Tradition
Jaipur-Atrauli
Vidushi
Click highlighted names to view their profiles
Kishori Amonkar (10 April 1932 – 3 April 2017) was one of the most influential Hindustani classical vocalists of the twentieth century, a towering figure of the Jaipur-Atrauli gharana whose art redefined the boundaries of tradition. Born in Bombay, she was the daughter of Mogubai Kurdikar, herself a distinguished vocalist of the Jaipur gharana, who served as Kishori's primary guru through an exacting pedagogy of phrase repetition and concert accompaniment on the tanpura.
In the early 1940s, Amonkar broadened her training by studying with masters from multiple gharanas: Anjanibai Malpekar of the Bhendibazaar gharana, who taught her the crucial technique of meend (gliding between notes); Anwar Hussain Khan of the Agra gharana; and Sharadchandra Arolkar of the Gwalior gharana. This multi-gharana education proved foundational to her later innovations and her conviction that music transcends the boundaries of any single school.
Amonkar's musical philosophy was radical for its time. She famously declared, "There is nothing called a gharana. There is only music." While maintaining the Jaipur-Atrauli foundation, she adopted alapchaari — relaxing the rhythm-note connection — and incorporated expressive elements from other traditions, prioritizing emotional depth over rigid structural convention. A period of illness that affected her vocal capacity became, paradoxically, a creative catalyst, as she used the hiatus to develop her distinctive style that transcended traditional gharana limitations.
Her mastery spanned the classical genre of khayal and the lighter forms of thumri and bhajan, all rendered with what peers described as profound emotional depth and spiritual intensity. She viewed music not as entertainment but as sadhana — spiritual practice — leading to sadhya, the ultimate destination. "To me it is a dialogue with the divine," she said, "this intense focused communication with the ultimate other." This spiritual dimension permeated every performance, and she was known for her pre-concert seclusion and her insistence that "the audience cannot disturb the loneliness of an artiste."

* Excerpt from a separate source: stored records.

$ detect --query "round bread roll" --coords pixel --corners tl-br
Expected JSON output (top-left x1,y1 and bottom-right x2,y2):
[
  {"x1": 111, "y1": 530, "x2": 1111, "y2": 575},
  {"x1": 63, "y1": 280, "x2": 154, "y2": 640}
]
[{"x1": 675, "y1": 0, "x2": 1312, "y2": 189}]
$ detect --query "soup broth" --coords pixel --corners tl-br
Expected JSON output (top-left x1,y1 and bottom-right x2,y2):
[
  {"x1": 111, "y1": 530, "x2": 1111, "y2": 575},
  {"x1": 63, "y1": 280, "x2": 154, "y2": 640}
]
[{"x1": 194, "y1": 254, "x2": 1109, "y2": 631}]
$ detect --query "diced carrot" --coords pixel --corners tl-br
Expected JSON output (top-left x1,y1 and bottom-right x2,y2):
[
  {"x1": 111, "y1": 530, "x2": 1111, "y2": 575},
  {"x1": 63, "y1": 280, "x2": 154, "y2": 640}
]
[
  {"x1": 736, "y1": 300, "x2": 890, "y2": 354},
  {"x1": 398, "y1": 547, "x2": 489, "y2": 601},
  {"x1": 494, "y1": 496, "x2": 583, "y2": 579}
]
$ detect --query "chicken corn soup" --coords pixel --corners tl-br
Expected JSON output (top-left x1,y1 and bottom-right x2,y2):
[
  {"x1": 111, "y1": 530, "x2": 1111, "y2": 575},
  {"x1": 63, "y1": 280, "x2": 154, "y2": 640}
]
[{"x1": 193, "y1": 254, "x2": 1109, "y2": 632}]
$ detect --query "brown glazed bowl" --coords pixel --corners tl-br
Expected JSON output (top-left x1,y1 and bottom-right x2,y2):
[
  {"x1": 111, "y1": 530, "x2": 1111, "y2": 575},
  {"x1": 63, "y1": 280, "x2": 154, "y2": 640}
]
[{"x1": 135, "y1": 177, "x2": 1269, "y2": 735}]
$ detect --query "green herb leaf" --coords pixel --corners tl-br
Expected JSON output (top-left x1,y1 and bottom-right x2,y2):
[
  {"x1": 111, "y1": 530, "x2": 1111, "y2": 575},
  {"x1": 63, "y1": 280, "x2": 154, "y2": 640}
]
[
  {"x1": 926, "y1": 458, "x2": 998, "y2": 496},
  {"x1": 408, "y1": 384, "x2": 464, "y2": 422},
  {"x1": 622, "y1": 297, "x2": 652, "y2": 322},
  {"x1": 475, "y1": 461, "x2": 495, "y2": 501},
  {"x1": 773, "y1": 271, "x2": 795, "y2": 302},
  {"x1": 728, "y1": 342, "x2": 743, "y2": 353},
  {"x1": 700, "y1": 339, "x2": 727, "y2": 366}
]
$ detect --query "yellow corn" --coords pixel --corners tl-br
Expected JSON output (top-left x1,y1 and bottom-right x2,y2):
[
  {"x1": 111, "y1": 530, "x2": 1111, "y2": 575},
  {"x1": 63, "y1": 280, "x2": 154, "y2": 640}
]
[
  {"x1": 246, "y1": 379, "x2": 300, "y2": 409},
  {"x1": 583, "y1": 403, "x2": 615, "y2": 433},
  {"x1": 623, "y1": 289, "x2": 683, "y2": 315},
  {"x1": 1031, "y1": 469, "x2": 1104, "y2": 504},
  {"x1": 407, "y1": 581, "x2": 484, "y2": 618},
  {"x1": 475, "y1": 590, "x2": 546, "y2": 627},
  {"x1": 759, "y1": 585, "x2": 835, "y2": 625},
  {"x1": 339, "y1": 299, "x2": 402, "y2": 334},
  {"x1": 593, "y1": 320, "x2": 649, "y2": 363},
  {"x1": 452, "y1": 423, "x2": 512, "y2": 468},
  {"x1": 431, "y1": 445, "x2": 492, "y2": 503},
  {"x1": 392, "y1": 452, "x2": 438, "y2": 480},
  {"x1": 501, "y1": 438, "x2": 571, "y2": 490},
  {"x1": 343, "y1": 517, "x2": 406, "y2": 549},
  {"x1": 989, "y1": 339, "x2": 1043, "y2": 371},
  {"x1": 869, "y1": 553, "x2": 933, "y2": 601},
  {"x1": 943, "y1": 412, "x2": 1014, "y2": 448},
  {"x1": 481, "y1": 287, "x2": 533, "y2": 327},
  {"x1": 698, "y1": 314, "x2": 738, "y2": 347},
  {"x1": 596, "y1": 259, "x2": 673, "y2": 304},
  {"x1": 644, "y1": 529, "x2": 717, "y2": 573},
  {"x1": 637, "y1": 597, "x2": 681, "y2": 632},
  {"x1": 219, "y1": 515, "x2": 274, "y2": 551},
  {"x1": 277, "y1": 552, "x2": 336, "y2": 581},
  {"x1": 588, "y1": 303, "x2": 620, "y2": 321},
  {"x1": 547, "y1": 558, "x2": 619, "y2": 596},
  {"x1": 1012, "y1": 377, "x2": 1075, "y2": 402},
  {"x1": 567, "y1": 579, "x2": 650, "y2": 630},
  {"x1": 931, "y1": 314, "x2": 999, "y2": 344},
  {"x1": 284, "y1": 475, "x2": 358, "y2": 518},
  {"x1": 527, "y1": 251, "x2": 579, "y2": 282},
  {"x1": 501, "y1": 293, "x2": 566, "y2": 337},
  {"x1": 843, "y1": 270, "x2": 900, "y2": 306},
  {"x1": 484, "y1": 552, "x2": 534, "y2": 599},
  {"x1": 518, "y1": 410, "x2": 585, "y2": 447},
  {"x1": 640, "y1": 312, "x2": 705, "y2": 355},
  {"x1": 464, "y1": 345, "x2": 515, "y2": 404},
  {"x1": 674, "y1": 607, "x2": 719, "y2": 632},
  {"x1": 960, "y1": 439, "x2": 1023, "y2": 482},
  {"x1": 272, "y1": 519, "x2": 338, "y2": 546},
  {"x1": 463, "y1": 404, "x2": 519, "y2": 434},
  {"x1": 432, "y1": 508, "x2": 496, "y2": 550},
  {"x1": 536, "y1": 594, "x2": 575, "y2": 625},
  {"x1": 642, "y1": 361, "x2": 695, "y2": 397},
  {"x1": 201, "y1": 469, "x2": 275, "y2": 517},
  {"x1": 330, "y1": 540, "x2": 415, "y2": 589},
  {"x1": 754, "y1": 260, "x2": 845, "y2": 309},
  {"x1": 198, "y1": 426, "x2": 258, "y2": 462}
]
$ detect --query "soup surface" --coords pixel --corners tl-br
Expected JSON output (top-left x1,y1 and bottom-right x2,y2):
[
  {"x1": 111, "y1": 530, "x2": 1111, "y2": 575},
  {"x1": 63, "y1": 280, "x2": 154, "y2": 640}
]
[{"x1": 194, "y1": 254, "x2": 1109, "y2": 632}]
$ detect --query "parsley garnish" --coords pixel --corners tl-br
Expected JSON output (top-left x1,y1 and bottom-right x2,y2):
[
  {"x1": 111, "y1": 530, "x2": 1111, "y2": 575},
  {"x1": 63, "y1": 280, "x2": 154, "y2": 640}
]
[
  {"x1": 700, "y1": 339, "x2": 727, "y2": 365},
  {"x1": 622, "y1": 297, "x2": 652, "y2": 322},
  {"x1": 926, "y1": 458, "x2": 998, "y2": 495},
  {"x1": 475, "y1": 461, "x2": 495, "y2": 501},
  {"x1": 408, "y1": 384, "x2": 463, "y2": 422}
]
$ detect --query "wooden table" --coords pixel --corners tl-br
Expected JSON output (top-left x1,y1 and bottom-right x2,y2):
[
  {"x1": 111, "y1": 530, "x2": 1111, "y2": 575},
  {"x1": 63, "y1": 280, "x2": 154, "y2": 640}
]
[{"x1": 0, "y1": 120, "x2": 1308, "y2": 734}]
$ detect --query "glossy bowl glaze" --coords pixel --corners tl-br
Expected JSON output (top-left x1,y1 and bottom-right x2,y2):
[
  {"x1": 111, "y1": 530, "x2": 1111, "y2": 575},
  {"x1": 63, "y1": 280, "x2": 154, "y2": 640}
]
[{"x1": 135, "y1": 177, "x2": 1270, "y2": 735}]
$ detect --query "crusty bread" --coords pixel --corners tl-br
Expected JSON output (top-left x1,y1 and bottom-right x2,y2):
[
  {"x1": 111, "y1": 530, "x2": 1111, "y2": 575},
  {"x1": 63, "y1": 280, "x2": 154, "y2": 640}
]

Amonkar received India's highest civilian honors for her contributions: the Sangeet Natak Akademi Award (1985), the Padma Bhushan (1987), the Padma Vibhushan (2002), the Sangeet Natak Akademi Fellowship (2009), and the M.S. Subbulakshmi Award (2016). She also briefly ventured into film, singing playback for Geet Gaya Patharon Ne (1964), though she discontinued cinema work, finding it compromised the integrity of the swaras.
Her teaching lineage extended her influence across generations. Among her notable disciples are Manik Bhide, Raghunandan Panshikar, Arati Ankalikar-Tikekar, Devaki Pandit, and Manjiri Asnare-Kelkar, each of whom achieved independent distinction while carrying forward her emotive, exploratory methodology. Her granddaughter Tejashree also trained under her guidance.
Tabla maestro Zakir Hussain described her concerts as "landmark performances that take place over hundreds of years and you will talk about them for the rest of your life and rest of the many centuries to come." Carnatic vocalist T.M. Krishna noted that "when Kishoriji sings she is not trying to be new but just by being with her music and continuing to submit to it, she has given classical music an everlasting newness and freshness." She published Swaraartha Ramani (2010) in Marathi, elaborating her views on musical theory and practice, and was the subject of the documentary Bhinna Shadja by Amol Palekar and Sandhya Gokhale.
Kishori Amonkar passed away on 3 April 2017 in Mumbai at the age of 84, leaving behind a legacy that permanently expanded the expressive possibilities of Hindustani classical music.